Ema: My very first game was Fantasy Pub. My wife and I decided to self-publish the game and to go to Essen to try our luck. It was a great fun and sold out. The next year we were at the fair with Oltremare and this time the success was even greater. I was contacted by several publishers for a license a few times after this which resulted in the creation of the Amigo version. The nice thing was that, in the meantime, Tilsit was really interested in a new version of Fantasy Pub and the two games in the new edition were finally released together at Essen.

Is designing your full-time job?  When you did your first game, did you do it full-time or have another job too?
Ema: I have another job. I am software engineering and I am currently working as support for a US-based software company. The boardgame market is not rich enough to give me and my family the chance to live off of this.

How much time each week do you spend on game design? Do you try to work fixed hours or just work when your mind is being creative?
Ema: My mind never really stops being creative. The “alone playtest” phase is in the evening – Almost each evening I spend few hours to think, design, prepare prototypes or play for my own. So I could say about 3-4 evenings per week, plus a couple of nights to play. The secret? Avoiding the television gives me more and more free time and doesn’t kill my mind.

Do you get requests to design games for companies now?
Ema: Not really, but I am available if any company is interested.

Have you ever attended the game designers/publishers event in Göttingen?  If so, was it useful?
Ema: No, I discovered this after I published some games, so I never went there.

Do you have game designs in production for 2010?
Ema: There are some prototypes in test to different publisher at the moment.
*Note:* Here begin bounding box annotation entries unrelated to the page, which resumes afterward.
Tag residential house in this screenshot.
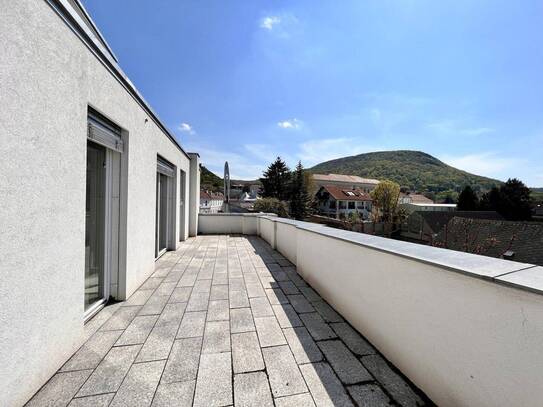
[200,191,224,213]
[436,216,543,266]
[400,211,503,243]
[0,0,543,407]
[316,185,372,219]
[312,174,379,193]
[0,0,200,406]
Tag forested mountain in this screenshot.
[309,150,501,193]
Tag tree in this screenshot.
[457,185,479,211]
[290,161,309,220]
[260,157,290,201]
[371,180,400,222]
[481,178,532,220]
[254,198,288,218]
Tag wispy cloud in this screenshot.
[426,120,495,137]
[260,16,281,31]
[299,137,382,167]
[178,123,196,136]
[439,151,522,179]
[277,119,303,130]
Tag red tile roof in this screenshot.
[321,185,372,201]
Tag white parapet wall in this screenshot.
[200,214,543,406]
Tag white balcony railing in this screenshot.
[199,214,543,406]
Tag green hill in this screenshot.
[309,150,501,193]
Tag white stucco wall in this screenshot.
[200,217,543,407]
[0,0,196,405]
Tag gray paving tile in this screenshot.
[209,284,228,301]
[249,297,275,318]
[156,302,187,326]
[279,281,300,295]
[100,306,141,331]
[232,332,264,373]
[272,304,303,328]
[60,331,123,371]
[265,288,288,305]
[152,380,196,407]
[139,277,164,290]
[230,308,256,333]
[287,294,315,313]
[234,372,273,407]
[26,370,92,407]
[228,276,245,291]
[211,271,228,285]
[177,311,207,338]
[330,322,375,355]
[207,300,230,321]
[115,315,158,346]
[202,321,231,353]
[300,362,354,407]
[68,393,115,407]
[187,291,209,312]
[300,312,337,341]
[138,291,168,315]
[247,283,266,298]
[194,352,233,407]
[77,345,141,397]
[319,341,373,384]
[275,393,315,407]
[137,325,178,362]
[361,355,424,406]
[312,301,343,322]
[110,360,165,407]
[262,345,308,397]
[230,291,253,308]
[161,337,202,383]
[168,287,192,302]
[254,317,287,348]
[300,287,323,303]
[283,326,322,364]
[177,270,197,287]
[121,288,155,307]
[155,282,176,296]
[348,383,390,407]
[192,280,211,293]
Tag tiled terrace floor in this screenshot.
[29,235,429,407]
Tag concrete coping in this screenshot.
[237,214,543,294]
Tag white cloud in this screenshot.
[277,119,303,130]
[426,120,495,137]
[299,137,382,167]
[439,152,521,179]
[178,123,196,136]
[260,16,281,30]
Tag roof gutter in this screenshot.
[45,0,190,160]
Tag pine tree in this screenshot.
[290,161,309,220]
[457,185,479,211]
[260,157,290,201]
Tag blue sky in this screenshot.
[84,0,543,186]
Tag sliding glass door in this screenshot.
[85,141,106,311]
[155,173,168,257]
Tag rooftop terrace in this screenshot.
[28,235,431,407]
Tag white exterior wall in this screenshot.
[200,217,543,407]
[0,0,198,406]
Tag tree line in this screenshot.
[255,157,311,220]
[457,178,532,220]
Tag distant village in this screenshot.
[200,167,543,265]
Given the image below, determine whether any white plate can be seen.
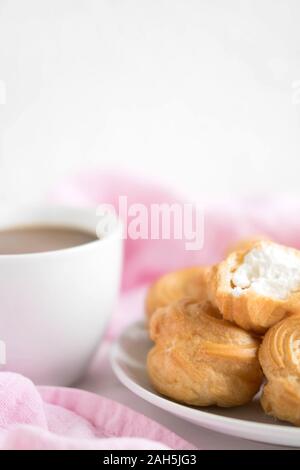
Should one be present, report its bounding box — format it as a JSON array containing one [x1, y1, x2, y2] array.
[[111, 322, 300, 447]]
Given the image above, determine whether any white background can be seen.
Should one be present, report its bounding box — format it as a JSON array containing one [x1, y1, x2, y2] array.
[[0, 0, 300, 201]]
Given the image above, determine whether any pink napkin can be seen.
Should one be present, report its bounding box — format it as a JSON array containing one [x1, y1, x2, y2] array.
[[0, 171, 300, 450]]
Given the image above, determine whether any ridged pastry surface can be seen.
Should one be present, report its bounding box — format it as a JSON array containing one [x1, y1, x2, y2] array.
[[259, 315, 300, 426], [147, 299, 262, 407], [208, 240, 300, 334]]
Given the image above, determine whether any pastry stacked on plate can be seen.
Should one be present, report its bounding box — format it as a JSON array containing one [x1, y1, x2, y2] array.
[[146, 239, 300, 426]]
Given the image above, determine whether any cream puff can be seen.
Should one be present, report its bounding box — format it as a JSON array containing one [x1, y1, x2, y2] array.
[[259, 315, 300, 426], [209, 240, 300, 333], [147, 299, 262, 407]]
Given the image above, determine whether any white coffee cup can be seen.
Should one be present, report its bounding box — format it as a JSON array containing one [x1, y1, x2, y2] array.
[[0, 207, 122, 385]]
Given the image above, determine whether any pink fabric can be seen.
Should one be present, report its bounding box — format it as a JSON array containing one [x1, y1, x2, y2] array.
[[0, 171, 300, 450], [0, 372, 192, 450]]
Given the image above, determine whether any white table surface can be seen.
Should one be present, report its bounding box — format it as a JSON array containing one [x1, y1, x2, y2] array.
[[77, 346, 288, 450]]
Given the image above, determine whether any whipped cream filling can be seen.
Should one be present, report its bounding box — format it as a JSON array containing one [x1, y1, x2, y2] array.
[[232, 243, 300, 300]]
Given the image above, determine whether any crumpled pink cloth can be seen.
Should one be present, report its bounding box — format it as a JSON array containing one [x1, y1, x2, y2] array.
[[0, 171, 300, 450]]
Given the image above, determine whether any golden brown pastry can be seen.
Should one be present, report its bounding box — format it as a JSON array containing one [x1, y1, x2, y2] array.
[[259, 315, 300, 426], [147, 299, 262, 407], [146, 266, 209, 319], [209, 241, 300, 333]]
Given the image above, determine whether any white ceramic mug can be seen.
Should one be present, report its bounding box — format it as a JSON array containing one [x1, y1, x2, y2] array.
[[0, 207, 122, 385]]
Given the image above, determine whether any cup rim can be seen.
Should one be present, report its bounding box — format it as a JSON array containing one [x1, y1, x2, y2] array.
[[0, 203, 123, 261]]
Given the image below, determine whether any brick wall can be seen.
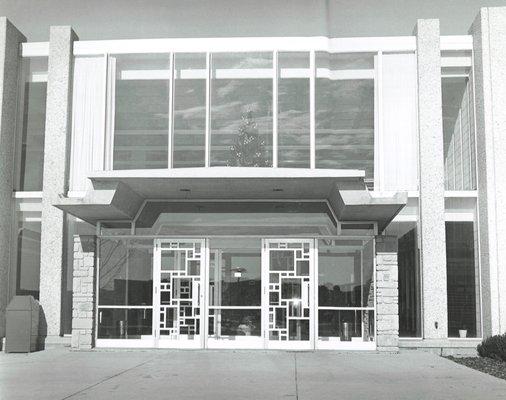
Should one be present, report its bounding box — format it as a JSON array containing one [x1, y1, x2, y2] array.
[[71, 235, 96, 349], [376, 236, 399, 352]]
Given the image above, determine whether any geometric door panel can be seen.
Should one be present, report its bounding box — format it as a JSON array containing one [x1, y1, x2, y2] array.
[[154, 240, 205, 347], [264, 240, 314, 348]]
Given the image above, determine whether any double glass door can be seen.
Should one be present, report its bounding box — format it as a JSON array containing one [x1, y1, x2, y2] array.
[[153, 239, 316, 349]]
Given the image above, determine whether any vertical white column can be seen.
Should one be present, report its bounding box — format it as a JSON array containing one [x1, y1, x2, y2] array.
[[415, 19, 448, 339], [0, 17, 25, 338], [40, 26, 77, 341], [470, 7, 506, 336]]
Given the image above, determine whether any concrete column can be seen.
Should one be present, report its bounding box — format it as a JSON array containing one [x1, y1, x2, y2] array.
[[40, 26, 77, 341], [470, 7, 506, 336], [71, 235, 96, 350], [376, 236, 399, 352], [0, 17, 25, 338], [415, 19, 448, 339]]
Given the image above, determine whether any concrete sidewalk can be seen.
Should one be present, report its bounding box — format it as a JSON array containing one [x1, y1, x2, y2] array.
[[0, 349, 506, 400]]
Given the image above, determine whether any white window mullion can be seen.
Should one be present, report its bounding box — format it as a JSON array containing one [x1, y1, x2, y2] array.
[[105, 57, 116, 171], [167, 53, 174, 168], [204, 53, 211, 167], [272, 51, 278, 167], [309, 50, 316, 169]]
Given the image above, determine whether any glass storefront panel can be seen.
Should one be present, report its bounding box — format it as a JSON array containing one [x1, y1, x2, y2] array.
[[13, 212, 41, 300], [318, 239, 374, 307], [211, 53, 273, 167], [446, 221, 481, 337], [317, 239, 375, 346], [315, 52, 374, 179], [97, 308, 153, 339], [172, 53, 207, 168], [278, 52, 310, 168], [441, 75, 476, 190], [15, 57, 47, 191], [98, 239, 153, 307], [109, 54, 171, 170]]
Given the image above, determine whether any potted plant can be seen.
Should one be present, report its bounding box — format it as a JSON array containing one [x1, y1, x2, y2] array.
[[459, 325, 467, 338]]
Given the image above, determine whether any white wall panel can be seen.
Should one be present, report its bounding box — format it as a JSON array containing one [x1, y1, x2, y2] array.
[[70, 57, 105, 191], [378, 54, 418, 190]]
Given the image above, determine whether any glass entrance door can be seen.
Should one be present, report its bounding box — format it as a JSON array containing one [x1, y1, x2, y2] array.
[[262, 239, 315, 349], [153, 239, 207, 348]]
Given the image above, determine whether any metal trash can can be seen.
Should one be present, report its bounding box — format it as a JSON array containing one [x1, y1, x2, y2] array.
[[5, 296, 39, 353], [341, 322, 351, 342]]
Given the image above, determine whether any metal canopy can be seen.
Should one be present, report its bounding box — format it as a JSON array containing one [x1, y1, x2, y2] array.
[[54, 167, 407, 231]]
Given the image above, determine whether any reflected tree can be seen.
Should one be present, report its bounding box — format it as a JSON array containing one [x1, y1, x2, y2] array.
[[227, 111, 269, 167]]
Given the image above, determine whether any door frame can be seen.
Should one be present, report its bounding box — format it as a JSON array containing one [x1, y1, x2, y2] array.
[[153, 238, 209, 349]]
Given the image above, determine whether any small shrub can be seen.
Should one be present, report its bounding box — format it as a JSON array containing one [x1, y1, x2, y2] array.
[[477, 333, 506, 361]]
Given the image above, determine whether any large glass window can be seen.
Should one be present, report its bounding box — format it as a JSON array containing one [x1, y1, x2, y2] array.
[[15, 57, 47, 191], [209, 239, 262, 339], [211, 53, 273, 167], [318, 239, 374, 342], [442, 76, 476, 190], [172, 53, 207, 168], [11, 200, 40, 299], [315, 52, 374, 179], [98, 239, 153, 339], [446, 221, 481, 337], [278, 52, 310, 168], [109, 54, 171, 169]]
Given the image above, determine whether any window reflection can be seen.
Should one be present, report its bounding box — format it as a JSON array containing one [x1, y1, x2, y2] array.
[[16, 57, 47, 191], [110, 54, 170, 169], [172, 53, 207, 168], [315, 52, 374, 179], [278, 53, 310, 168], [211, 53, 273, 167], [446, 222, 481, 337], [98, 239, 153, 306]]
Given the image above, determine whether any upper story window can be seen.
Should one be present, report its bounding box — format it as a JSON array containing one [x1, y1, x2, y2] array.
[[14, 57, 47, 191], [316, 52, 374, 179], [106, 51, 376, 173], [441, 52, 476, 190]]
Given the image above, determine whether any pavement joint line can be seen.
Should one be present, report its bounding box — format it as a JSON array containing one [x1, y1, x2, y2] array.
[[57, 357, 157, 400]]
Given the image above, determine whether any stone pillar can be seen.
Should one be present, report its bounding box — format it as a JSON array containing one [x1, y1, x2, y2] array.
[[0, 17, 25, 338], [470, 7, 506, 336], [415, 19, 448, 339], [376, 236, 399, 352], [40, 26, 77, 341], [71, 235, 96, 350]]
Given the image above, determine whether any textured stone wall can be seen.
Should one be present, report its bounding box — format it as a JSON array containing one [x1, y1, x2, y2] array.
[[415, 19, 448, 339], [470, 7, 506, 336], [376, 236, 399, 352], [71, 235, 96, 350], [40, 26, 77, 341], [0, 17, 25, 338]]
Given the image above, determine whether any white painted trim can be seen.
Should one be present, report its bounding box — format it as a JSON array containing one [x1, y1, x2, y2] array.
[[271, 51, 279, 168], [20, 42, 49, 57], [12, 191, 42, 199], [74, 36, 418, 56], [88, 167, 365, 180], [309, 51, 316, 169], [445, 190, 478, 199], [439, 35, 473, 51]]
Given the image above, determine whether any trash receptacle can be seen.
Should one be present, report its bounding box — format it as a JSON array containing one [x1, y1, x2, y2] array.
[[5, 296, 39, 353]]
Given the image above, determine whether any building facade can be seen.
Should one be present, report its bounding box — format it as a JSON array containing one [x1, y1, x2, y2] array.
[[0, 8, 506, 352]]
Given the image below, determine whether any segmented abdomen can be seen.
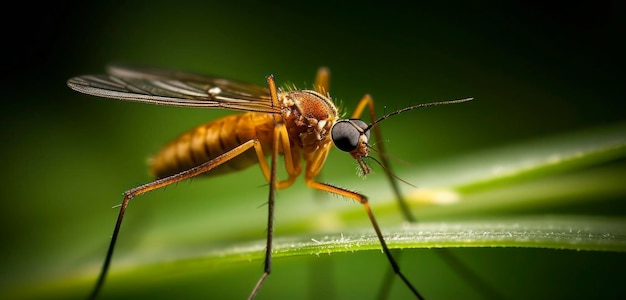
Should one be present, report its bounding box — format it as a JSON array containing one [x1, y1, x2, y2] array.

But I have no idea if they like these games and want to publish anything in 2010. Big publishers take a long time for the whole process. So if you sign a contract now you, it will probably take more than one year to have the game published, but who knows?

I am hoping to release my first game at Essen 2010.  Do you have any advice for first-time designers like me?
Ema: Good luck! My idea is that at Essen you can reach a lot of gamers. Mainly if you are a small company it’s good to have a gamer game. Try to have people talk about your game. Then you will have done the first step in the right direction!

Thank you so much, Ema, for sharing your thoughts and experiences.  Good luck with your future games. We look forwards to them.


You can read a review of Assyria here.

2 Responses to “Interview: Emanuele Ornella (Part 2)”

  1. Massimiliano Cuccia Says:

    good review!
    thanks and good luck for your game design!!

  2. Eisley Says:

    Thanks, Massimiliano. I appreciate it.